Let us build a few common helpers from scratch. We start with ReturnType, which extracts the return type of a function.

type MyReturnType<T> = T extends (...args: any[]) => infer R ? R : never;

type A = MyReturnType<() => number>;        // number
type B = MyReturnType<(s: string) => User>; // User
type C = MyReturnType<string>;              // never

The pattern (...args: any[]) => infer R matches any callable. When the match succeeds, R is bound to the return type. When it fails, the conditional returns never.

We can extract parameters as a tuple too.

type MyParameters<T> = T extends (...args: infer P) => any ? P : never;
type Args = MyParameters<(id: string, n: number) => void>; // [string, number]

The same idea applies to arrays and promises.

type ElementOf<T> = T extends (infer E)[] ? E : never;
type Unwrap<T> = T extends Promise<infer V> ? V : T;
type Extract<T> = T extends Promise<infer V> ? V : T;

    Input:  Promise<User>
              |
              v
    Pattern: Promise<  infer V  >
                          ^
                          |
                     binds V = User
                          |
                          v
    Result:  User
How infer binds a slot during pattern matching

You can place multiple infer variables in the same conditional. For example, splitting a tuple into head and tail.

type Head<T> = T extends [infer H, ...any[]] ? H : never;
type Tail<T> = T extends [any, ...infer R] ? R : never;

Common Pitfalls

The first surprise is distribution. A naked type parameter in extends distributes over unions. If you do not want that, wrap the parameter in a tuple: [T] extends [...] ? ....

type Bad<T> = T extends (infer U)[] ? U : never;
type X = Bad<number[] | string[]>; // number | string, distributed

The second pitfall is over-broad patterns. Using any[] for parameters is convenient but discards higher-order context. Prefer unknown[] when you only care about arity, and use explicit parameter types when you need them.

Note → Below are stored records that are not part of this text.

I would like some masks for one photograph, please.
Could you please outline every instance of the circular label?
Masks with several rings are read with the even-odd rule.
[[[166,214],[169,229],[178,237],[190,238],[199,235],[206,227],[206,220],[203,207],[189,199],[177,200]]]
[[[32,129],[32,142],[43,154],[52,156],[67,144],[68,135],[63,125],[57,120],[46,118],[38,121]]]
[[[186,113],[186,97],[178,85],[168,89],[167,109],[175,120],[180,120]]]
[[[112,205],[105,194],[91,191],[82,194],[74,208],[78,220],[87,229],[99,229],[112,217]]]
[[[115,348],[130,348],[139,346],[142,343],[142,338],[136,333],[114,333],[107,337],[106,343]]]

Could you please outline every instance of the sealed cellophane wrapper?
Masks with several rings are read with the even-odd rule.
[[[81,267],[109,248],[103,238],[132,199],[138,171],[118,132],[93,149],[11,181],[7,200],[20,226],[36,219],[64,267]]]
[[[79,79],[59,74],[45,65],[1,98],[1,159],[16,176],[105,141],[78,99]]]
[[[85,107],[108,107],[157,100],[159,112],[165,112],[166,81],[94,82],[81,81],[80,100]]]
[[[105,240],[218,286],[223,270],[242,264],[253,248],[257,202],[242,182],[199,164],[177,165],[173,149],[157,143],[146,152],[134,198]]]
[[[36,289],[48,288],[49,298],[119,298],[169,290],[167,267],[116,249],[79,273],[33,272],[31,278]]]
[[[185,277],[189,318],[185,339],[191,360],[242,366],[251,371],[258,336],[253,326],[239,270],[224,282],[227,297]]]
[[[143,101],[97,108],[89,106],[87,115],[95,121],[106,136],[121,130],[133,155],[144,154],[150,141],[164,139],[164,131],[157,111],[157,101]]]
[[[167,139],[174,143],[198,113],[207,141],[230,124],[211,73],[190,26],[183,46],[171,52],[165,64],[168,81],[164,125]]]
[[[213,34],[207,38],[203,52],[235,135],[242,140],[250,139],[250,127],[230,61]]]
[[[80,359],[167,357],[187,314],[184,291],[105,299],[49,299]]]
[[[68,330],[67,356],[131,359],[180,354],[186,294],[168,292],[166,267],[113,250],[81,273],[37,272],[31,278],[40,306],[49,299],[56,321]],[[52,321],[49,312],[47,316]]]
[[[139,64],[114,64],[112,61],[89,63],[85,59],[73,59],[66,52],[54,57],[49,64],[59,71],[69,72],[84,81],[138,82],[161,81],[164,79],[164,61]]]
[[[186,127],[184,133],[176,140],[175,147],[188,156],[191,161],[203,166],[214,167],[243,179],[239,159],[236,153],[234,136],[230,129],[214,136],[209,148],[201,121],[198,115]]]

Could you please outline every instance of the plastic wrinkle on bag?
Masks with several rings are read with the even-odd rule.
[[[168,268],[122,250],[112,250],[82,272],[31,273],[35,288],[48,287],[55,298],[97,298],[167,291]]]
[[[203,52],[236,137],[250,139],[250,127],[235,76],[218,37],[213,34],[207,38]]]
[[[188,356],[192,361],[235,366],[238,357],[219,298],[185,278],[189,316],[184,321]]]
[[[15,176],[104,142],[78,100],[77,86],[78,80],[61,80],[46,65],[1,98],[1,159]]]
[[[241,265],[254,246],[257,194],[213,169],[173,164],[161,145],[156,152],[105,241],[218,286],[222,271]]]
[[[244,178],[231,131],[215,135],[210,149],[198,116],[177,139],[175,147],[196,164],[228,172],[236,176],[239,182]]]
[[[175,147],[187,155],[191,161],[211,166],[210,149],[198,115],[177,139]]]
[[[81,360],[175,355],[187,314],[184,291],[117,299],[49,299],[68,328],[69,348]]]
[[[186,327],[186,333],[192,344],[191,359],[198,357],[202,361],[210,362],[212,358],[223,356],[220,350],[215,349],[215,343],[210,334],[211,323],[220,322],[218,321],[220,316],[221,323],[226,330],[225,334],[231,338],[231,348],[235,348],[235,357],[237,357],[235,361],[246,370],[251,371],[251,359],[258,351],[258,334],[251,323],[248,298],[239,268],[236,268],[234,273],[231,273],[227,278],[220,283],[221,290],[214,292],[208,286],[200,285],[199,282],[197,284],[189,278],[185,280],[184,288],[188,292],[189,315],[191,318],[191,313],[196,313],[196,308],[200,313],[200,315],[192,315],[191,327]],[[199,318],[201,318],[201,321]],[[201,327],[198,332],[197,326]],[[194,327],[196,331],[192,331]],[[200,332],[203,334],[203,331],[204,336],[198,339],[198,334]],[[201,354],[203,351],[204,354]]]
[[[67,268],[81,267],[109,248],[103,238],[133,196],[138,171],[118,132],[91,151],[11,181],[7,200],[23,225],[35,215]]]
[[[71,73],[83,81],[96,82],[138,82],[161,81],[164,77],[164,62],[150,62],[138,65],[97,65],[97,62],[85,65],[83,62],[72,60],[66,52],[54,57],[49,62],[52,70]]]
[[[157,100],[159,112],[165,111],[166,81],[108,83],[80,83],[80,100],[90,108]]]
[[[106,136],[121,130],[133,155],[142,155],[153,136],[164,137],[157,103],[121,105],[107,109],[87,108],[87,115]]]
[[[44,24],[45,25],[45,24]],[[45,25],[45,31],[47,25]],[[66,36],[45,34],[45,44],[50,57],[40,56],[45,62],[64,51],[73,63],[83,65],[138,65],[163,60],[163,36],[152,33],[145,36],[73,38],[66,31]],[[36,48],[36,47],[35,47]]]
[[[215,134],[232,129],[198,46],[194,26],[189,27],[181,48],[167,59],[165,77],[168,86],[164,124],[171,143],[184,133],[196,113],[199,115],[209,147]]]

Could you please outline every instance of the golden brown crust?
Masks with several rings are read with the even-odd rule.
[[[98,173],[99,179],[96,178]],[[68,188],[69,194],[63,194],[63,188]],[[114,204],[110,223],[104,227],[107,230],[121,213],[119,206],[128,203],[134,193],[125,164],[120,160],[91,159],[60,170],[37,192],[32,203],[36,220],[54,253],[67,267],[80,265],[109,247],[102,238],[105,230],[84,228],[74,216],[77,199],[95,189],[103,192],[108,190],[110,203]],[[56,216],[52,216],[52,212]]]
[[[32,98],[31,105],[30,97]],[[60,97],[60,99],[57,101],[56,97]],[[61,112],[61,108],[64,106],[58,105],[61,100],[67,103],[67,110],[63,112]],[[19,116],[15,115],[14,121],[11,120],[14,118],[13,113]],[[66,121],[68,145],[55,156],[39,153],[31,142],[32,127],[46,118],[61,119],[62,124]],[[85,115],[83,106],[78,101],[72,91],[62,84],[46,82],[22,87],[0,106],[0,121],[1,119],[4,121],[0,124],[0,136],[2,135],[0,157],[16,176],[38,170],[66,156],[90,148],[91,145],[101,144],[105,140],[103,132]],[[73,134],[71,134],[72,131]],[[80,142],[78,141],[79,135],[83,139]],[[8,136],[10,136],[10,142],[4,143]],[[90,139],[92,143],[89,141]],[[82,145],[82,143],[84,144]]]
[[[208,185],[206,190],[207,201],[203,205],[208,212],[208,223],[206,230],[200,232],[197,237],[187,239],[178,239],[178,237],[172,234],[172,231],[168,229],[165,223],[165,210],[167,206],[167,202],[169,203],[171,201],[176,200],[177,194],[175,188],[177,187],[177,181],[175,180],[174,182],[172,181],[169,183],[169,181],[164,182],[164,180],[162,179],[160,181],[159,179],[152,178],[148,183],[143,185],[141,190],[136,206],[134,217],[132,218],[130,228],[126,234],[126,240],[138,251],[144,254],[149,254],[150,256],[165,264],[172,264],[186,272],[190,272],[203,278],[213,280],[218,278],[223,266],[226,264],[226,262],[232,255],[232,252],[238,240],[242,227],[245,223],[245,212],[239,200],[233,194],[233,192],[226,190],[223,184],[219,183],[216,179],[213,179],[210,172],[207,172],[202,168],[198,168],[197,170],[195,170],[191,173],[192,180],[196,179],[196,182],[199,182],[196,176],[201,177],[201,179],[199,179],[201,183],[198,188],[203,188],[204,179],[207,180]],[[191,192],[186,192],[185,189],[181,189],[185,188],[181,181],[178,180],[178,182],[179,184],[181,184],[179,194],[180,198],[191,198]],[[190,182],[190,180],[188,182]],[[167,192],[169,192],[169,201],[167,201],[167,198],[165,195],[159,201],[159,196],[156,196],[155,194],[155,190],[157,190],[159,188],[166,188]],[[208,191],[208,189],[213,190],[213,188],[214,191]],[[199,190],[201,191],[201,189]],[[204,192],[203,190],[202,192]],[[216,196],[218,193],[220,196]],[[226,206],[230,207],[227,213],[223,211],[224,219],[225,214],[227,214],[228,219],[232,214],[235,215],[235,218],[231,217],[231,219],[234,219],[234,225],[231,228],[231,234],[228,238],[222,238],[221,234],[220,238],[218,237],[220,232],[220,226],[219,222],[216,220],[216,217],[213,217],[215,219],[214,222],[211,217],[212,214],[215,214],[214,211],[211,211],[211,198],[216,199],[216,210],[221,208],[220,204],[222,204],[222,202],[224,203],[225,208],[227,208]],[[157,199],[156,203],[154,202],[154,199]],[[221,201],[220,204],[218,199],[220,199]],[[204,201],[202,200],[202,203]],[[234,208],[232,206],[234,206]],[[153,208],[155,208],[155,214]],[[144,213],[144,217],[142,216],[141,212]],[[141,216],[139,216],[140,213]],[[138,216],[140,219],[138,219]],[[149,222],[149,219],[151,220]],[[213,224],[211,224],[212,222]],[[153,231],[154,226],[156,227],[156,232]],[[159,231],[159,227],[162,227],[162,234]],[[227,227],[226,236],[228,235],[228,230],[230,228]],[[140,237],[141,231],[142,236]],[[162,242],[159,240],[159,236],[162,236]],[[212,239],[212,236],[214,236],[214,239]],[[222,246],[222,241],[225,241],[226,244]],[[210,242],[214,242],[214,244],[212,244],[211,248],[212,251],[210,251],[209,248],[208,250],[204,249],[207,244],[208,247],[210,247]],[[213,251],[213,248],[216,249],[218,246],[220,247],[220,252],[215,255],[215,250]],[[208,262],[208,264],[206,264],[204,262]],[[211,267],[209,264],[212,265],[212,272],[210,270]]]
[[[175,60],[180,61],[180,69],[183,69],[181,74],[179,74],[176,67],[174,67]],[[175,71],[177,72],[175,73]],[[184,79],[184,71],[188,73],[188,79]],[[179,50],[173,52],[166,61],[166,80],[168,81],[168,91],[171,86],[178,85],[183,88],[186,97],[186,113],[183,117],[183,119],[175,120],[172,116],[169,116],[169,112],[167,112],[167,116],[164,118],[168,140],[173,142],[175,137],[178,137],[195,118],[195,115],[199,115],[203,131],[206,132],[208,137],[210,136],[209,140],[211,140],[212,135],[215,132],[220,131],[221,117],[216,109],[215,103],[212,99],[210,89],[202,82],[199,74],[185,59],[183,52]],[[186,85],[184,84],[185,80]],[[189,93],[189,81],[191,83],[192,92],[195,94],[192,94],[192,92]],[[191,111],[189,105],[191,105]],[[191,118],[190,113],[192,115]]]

A third trap is forgetting that infer only works inside the extends clause of a conditional type. You cannot use it in the true branch, in a mapped type key, or at the top level of an alias.

Finally, when the same infer name appears in covariant positions multiple times, TypeScript produces a union. In contravariant positions, you get an intersection. This is rarely what beginners expect and can lead to confusing inferred types.

Best Practices

Name your infer variables clearly. R for return, P for parameters, E for element, K for key. Consistent naming makes complex helpers readable.

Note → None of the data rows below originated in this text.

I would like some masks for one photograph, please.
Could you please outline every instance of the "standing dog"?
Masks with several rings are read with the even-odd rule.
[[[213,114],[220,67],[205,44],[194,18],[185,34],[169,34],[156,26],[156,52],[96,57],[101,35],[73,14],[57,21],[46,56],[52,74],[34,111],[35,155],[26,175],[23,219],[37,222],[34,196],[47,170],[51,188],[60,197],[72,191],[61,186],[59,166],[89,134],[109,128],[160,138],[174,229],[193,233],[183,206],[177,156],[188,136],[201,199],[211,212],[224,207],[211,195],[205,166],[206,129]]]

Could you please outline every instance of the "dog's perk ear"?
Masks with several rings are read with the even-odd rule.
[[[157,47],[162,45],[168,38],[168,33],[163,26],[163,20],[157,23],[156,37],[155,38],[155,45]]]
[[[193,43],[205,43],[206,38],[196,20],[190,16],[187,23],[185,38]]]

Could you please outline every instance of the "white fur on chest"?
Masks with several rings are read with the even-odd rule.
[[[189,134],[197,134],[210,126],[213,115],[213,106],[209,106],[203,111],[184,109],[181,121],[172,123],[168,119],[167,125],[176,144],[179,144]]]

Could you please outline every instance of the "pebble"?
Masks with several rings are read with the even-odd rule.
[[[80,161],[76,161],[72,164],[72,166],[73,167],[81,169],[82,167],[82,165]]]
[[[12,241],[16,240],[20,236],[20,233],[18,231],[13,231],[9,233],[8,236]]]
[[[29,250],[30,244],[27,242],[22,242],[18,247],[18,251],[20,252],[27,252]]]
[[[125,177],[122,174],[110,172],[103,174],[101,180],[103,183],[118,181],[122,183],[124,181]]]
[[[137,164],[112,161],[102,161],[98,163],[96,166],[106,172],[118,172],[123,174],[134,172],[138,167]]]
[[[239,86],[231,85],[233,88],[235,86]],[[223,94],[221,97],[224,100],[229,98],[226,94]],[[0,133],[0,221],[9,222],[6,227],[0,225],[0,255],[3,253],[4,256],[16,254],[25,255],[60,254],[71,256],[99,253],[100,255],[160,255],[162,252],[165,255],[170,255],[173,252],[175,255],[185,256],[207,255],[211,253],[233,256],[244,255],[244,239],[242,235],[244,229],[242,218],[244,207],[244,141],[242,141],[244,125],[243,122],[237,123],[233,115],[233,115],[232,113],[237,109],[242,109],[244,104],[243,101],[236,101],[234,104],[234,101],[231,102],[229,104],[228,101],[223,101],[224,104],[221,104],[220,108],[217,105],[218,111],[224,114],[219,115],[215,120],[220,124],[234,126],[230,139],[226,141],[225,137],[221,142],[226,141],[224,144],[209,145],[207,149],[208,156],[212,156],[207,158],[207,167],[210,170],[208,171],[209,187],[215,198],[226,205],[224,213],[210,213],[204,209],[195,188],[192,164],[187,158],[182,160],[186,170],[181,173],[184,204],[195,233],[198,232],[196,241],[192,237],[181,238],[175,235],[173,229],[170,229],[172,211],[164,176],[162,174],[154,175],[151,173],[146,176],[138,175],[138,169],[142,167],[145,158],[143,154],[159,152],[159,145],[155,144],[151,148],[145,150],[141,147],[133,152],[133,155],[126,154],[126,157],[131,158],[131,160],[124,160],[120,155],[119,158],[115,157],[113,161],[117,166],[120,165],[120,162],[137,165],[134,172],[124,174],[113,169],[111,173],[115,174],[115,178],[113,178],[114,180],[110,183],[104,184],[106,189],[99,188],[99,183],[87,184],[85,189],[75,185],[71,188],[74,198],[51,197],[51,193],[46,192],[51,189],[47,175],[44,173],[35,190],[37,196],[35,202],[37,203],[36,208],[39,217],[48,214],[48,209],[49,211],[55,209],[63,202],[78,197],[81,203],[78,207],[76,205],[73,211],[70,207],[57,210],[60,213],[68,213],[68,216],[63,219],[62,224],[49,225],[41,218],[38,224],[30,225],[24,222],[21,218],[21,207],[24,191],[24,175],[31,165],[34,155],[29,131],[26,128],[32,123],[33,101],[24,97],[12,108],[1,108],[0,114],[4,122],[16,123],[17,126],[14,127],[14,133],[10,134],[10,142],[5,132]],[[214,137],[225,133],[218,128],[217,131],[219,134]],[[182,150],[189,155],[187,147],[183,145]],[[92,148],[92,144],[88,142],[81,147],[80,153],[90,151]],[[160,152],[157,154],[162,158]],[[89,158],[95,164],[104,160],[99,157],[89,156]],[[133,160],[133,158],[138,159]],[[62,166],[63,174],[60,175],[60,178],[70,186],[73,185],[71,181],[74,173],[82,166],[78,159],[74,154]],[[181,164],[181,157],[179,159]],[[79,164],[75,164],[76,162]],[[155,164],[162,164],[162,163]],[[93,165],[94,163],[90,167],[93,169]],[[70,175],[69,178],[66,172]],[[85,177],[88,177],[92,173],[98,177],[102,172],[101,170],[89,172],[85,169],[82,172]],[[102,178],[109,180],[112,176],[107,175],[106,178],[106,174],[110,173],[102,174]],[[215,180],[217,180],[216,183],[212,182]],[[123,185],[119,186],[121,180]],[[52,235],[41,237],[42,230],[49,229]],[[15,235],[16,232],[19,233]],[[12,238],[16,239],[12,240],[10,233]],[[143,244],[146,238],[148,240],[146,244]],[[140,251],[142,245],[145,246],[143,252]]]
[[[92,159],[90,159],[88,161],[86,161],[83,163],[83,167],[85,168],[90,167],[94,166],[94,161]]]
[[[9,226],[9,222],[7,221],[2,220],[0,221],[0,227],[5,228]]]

Keep helpers small and composable. A chain of two simple helpers is usually clearer than one giant conditional. If you find yourself nesting three levels of infer, consider whether a runtime helper would serve users better.

Always provide a default branch. Returning never on no-match is conventional and lets the type system catch misuse at the call site.

Test your helpers with explicit assertions using a small Expect and Equal pair. Type-level tests catch regressions when the compiler upgrades inference heuristics.

Wrap-up

The infer keyword is the destructuring operator of the type system. It turns conditional types from yes-or-no checks into structural extractors, enabling the small library of helpers TypeScript ships with and the countless community ones built on top. Master the pattern of “shape with a hole” and you can write helpers that feel native.

Reach for infer when you need to read part of a type. Avoid it when a simple lookup T['field'] or a mapped type does the job. The right tool keeps your types honest and your editor fast.